11 “‘Et il advint donc que, de même qu’il avait appelé et qu’ils n’avaient pas écouté, ainsi ils appelaient et je n’écoutais pas’, a dit Jéhovah des armées. ‘Alors je les ai lancés, comme par une tempête, parmi toutes les nations qu’ils ne connaissaient pas; et le pays est resté désolé derrière eux, sans personne qui passe et sans personne qui revienne; et du pays désirable ils ont alors fait un objet de stupéfaction.’” — Zacharie 7:8-14.
12. À quelle condition les Juifs rapatriés pouvaient-ils rester dans le pays?
12 Ces paroles dures furent adressées à Scharézer, à Réguem-Mélech et aux autres hommes venus de Béthel. Leur pays bien-aimé était resté désolé pendant soixante-dix années, à cause de la méchanceté de ses habitants et de leur désobéissance à la loi de Dieu, qui demandait que l’on pratique la vraie justice, la bonté de cœur et la miséricorde. Depuis le retour des exilés de Babylone, le pays n’était plus désolé. Les Juifs rapatriés ne resteraient dans le pays que s’ils agissaient à l’opposé de leurs pères, c’est-à-dire à condition d’être obéissants. Il ne suffisait pas de jeûner en souvenir des malheurs du passé. Et pour l’heure, s’ils voulaient se montrer obéissants, ils devaient poursuivre les travaux du temple.
13. Pourquoi ne convient-il pas de jeûner sur les malheurs que connut le peuple de Jéhovah pendant la Première Guerre mondiale? Au contraire, que devrions-nous faire?
13 Et nous, aujourd’hui, allons-nous mener deuil ou jeûner pour commémorer les malheurs qui arrivèrent aux adorateurs de Jéhovah pendant la Première Guerre mondiale? Si ces événements douloureux furent des jugements exécutés par Dieu à cause des fautes de son peuple organisé, ne s’agit-il pas de rétributions justifiées? Or, il ne convient pas de mener deuil ou de jeûner sur l’exécution des justes jugements divins, simplement parce que nous en avons subi les conséquences.
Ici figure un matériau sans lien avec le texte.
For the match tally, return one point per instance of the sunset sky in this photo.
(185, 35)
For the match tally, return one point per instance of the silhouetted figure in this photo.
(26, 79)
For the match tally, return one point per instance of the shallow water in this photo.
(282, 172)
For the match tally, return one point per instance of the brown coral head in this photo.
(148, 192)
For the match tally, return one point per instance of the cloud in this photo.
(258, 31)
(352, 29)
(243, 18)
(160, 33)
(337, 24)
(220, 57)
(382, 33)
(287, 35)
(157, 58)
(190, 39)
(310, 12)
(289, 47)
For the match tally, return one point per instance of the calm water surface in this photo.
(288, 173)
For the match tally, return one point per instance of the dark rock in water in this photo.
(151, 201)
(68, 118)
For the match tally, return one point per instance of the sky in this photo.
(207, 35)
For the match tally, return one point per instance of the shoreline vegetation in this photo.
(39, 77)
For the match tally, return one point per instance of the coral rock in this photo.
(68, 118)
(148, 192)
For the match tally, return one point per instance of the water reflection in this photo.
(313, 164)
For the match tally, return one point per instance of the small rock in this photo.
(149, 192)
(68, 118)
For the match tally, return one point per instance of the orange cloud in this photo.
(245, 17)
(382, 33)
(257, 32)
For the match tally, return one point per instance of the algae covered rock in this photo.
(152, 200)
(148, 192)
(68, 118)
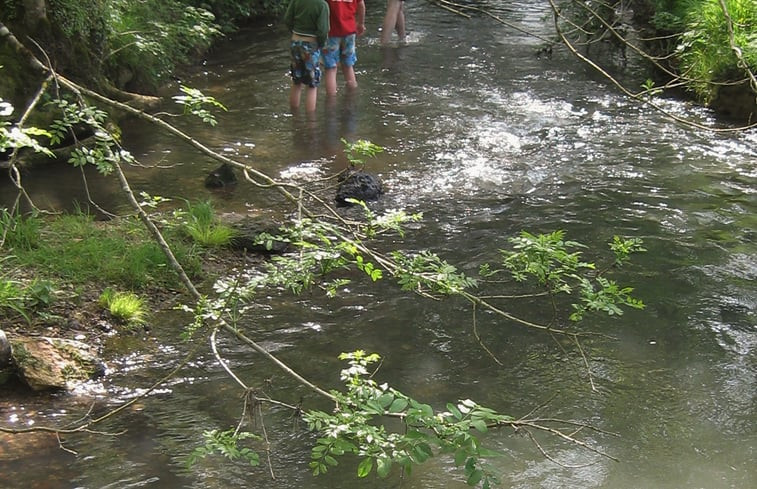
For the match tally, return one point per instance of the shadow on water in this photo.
(486, 140)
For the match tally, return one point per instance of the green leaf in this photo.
(365, 467)
(383, 466)
(475, 477)
(398, 406)
(480, 425)
(455, 412)
(386, 400)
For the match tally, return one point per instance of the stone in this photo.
(359, 185)
(223, 176)
(54, 363)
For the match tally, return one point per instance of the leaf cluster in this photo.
(358, 426)
(226, 444)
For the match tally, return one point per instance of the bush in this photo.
(706, 54)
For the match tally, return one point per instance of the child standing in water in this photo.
(309, 22)
(393, 19)
(347, 20)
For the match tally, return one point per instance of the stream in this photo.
(485, 139)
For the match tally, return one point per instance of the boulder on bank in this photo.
(45, 363)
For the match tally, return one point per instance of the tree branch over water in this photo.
(364, 405)
(650, 95)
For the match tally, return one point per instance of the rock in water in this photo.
(358, 185)
(54, 363)
(223, 176)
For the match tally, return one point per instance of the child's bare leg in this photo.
(330, 77)
(401, 21)
(349, 77)
(311, 96)
(393, 7)
(294, 96)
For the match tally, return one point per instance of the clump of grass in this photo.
(12, 298)
(124, 306)
(78, 249)
(19, 232)
(203, 227)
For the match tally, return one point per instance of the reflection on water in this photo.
(486, 140)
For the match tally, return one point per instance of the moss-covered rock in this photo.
(54, 363)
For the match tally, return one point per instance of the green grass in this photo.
(76, 249)
(124, 306)
(706, 53)
(203, 227)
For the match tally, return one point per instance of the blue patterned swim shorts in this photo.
(339, 49)
(306, 57)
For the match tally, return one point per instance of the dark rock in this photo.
(358, 185)
(223, 176)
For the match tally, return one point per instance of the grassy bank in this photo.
(106, 265)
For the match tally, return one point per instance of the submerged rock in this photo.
(358, 185)
(223, 176)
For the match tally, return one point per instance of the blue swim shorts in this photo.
(306, 57)
(339, 49)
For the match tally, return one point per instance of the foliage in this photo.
(356, 428)
(12, 297)
(425, 270)
(125, 306)
(21, 298)
(359, 149)
(226, 444)
(78, 18)
(545, 257)
(230, 13)
(201, 225)
(19, 232)
(555, 264)
(14, 137)
(152, 37)
(75, 248)
(103, 151)
(608, 298)
(194, 103)
(705, 49)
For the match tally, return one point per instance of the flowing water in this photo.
(486, 140)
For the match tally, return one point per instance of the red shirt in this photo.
(342, 17)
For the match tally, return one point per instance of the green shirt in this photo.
(308, 18)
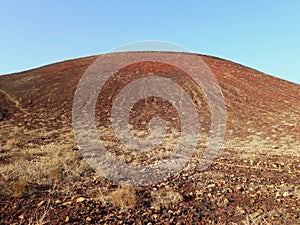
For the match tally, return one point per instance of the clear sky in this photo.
(264, 34)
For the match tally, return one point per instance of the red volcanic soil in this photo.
(254, 179)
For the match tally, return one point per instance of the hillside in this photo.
(254, 179)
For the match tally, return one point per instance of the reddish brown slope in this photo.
(254, 100)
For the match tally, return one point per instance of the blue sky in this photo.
(264, 35)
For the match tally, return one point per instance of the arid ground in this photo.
(255, 178)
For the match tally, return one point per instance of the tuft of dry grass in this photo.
(124, 197)
(19, 188)
(165, 197)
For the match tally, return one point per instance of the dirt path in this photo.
(14, 101)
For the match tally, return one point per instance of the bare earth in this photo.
(255, 179)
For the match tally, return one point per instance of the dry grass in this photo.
(53, 165)
(124, 197)
(165, 197)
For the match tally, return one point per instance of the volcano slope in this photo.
(255, 178)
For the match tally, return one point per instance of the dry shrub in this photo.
(165, 197)
(124, 197)
(19, 188)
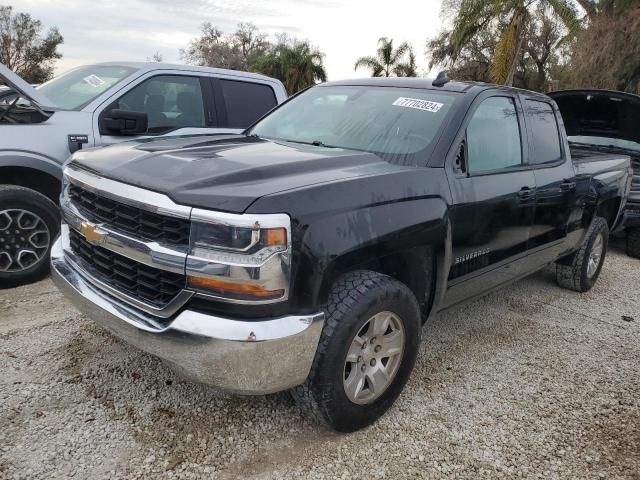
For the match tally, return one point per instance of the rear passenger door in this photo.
(558, 213)
(493, 193)
(240, 103)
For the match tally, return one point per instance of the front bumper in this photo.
(247, 357)
(631, 213)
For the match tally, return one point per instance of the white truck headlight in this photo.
(240, 258)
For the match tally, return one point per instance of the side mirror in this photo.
(124, 122)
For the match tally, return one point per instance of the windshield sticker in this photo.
(418, 104)
(93, 80)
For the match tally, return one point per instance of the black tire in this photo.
(13, 198)
(354, 299)
(633, 242)
(573, 272)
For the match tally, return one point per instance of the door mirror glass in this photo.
(122, 122)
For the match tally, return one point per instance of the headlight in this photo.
(240, 258)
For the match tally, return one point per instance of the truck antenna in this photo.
(441, 80)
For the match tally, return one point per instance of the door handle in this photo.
(567, 186)
(526, 193)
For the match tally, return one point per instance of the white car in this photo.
(99, 105)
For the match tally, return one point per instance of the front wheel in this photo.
(29, 223)
(366, 352)
(581, 271)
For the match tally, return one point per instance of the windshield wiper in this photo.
(315, 143)
(603, 147)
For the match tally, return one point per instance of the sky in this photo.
(111, 30)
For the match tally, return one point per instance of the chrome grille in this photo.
(146, 284)
(143, 224)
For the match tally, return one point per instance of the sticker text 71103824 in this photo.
(418, 104)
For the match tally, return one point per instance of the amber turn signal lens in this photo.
(233, 290)
(274, 237)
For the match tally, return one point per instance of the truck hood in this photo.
(27, 91)
(225, 172)
(600, 113)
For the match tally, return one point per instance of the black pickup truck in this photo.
(306, 253)
(608, 122)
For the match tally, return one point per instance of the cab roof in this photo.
(151, 66)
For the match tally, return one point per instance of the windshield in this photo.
(395, 123)
(76, 88)
(606, 142)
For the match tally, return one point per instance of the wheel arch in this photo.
(37, 173)
(415, 267)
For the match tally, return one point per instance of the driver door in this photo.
(173, 104)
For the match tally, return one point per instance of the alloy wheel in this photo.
(24, 240)
(374, 358)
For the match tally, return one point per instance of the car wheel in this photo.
(366, 352)
(29, 223)
(580, 271)
(633, 242)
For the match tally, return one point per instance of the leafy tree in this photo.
(543, 54)
(295, 63)
(607, 52)
(512, 18)
(408, 68)
(390, 61)
(212, 49)
(24, 50)
(237, 51)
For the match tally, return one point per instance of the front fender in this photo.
(29, 159)
(402, 236)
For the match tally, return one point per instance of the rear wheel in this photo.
(581, 270)
(366, 352)
(633, 242)
(29, 223)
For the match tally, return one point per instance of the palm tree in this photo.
(408, 68)
(475, 16)
(295, 63)
(387, 59)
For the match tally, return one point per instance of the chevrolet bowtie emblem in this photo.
(91, 233)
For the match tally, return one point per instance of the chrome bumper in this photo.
(247, 357)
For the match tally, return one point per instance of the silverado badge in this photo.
(92, 234)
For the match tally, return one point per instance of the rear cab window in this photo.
(493, 136)
(246, 102)
(544, 134)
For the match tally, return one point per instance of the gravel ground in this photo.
(532, 381)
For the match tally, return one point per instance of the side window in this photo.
(493, 136)
(246, 102)
(545, 137)
(170, 102)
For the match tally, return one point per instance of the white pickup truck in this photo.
(99, 105)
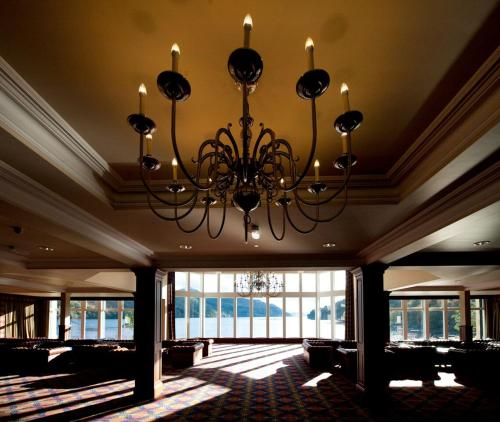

Il ne s’agirait pas là de jeûner pour Jéhovah, mais pour nous-mêmes; cela reviendrait à nous apitoyer sur notre sort. Au contraire, tirons la leçon du passé et appliquons-la dès maintenant! Alors, nos larmes séchées, réjouissons-nous de ce que nous avons été rétablis dans la faveur de Jéhovah, et allons de l’avant dans l’œuvre du temple!
[Note]
a Les jeûnes observés “pendant soixante-dix ans” n’ont pas pu commencer après la première déportation des Juifs par les Babyloniens en 617, car elle eut lieu environ neuf années avant le siège final de Jérusalem par Nébucadnezzar, et à peu près onze ans avant qu’une brèche ne fût ouverte dans les murailles de la ville (le 9 Tammuz), donc avant que celle-ci ne fût détruite (le 10 Ab) et que Guédaliah ne fût assassiné (au septième mois, Tischri). Or, c’était justement sur ces événements tragiques que les Juifs avaient jeûné. Les “soixante-dix ans” durent forcément commencer après ces trois événements douloureux, qui se produisirent tous en 607. C’est là une preuve de plus que la désolation du pays dura soixante-dix ans, et que cette période débuta en 607 et prit fin en 537. — Voir Flavius Josèphe, “Histoire Ancienne des Juifs”, livre X, chapitre XI (traduction d’Arnauld d’Andilly).